The ANOVA is a great way to determine if there are any statistically significant differences between the averages of three or more independent groups. In this case I want to determine if there are any significant differences between the average number of citibike trips across four months of the year, which correspond to the four different seasons in the year. The hypothesis test underlying the ANOVA is as follows:

Null Hypothesis (**Ho**): All sample averages are equal (**mu(1) = mu(2) = ... = mu(n)**).  

Alternative Hypothesis (**Ha**): At least one average is statistically different from the rest.  

The analysis is a test that relies on a comparison of variation. There are three types (arguably two) of variation in the one-way (one factor) ANOVA; Treatment Variation (between groups), Random Variation (within group), and Total Variation (which is the sum of the previous two). The between group variation is divided by the associated degrees of freedom (k-1) and the value becomes the numerator. The within group variation is divided by the associated degress of freedom k(n-1) and the value becomes the denominator. The final result is a test statistic which is then compared to a critical F-value and based on that comparison, the conclusion is to either reject or fail to reject Ho. (** k = the # of groups, while n = the sample size per group)

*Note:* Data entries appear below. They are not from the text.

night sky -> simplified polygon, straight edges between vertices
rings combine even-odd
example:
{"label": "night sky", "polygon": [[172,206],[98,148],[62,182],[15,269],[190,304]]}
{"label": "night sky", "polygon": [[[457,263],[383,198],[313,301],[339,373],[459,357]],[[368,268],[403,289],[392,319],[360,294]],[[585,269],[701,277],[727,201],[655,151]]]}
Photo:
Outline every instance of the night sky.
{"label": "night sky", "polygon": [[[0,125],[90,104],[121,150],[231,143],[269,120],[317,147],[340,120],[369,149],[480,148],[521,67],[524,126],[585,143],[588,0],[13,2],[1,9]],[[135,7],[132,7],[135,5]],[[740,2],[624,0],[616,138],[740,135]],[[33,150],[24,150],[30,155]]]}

The easiest way to identify the result is to compare the p-value produced by the test to alpha (the significance level of the test). Should the p-value be smaller than alpha, Ho is rejected. The same applies to a majority of the p-values produced by R with the exception of a few tests, such as the Kolmogorov-Smirnov test. When this test is used to compare two samples, the higher the p-value, the more likely it is the samples come from the same distribution, as this value relates to the likelihood of finding an absolute difference when comparing cumulative distributions. However, this interpretation can get confusing when p-values such as (.54) are produced as p-values this high typically supports the null hypothesis, but for the ks.test() it simply tells us that half of our data is "alike".  

The ANOVA assumptions are as follows:  

1. The population for each sample should be normally distributed.
2. The variances for the populations are approx. equal
3. There should be minimal to no outliers (usually of greater importance in unbalanced designs)
4. Observations should be independent across and within groups.  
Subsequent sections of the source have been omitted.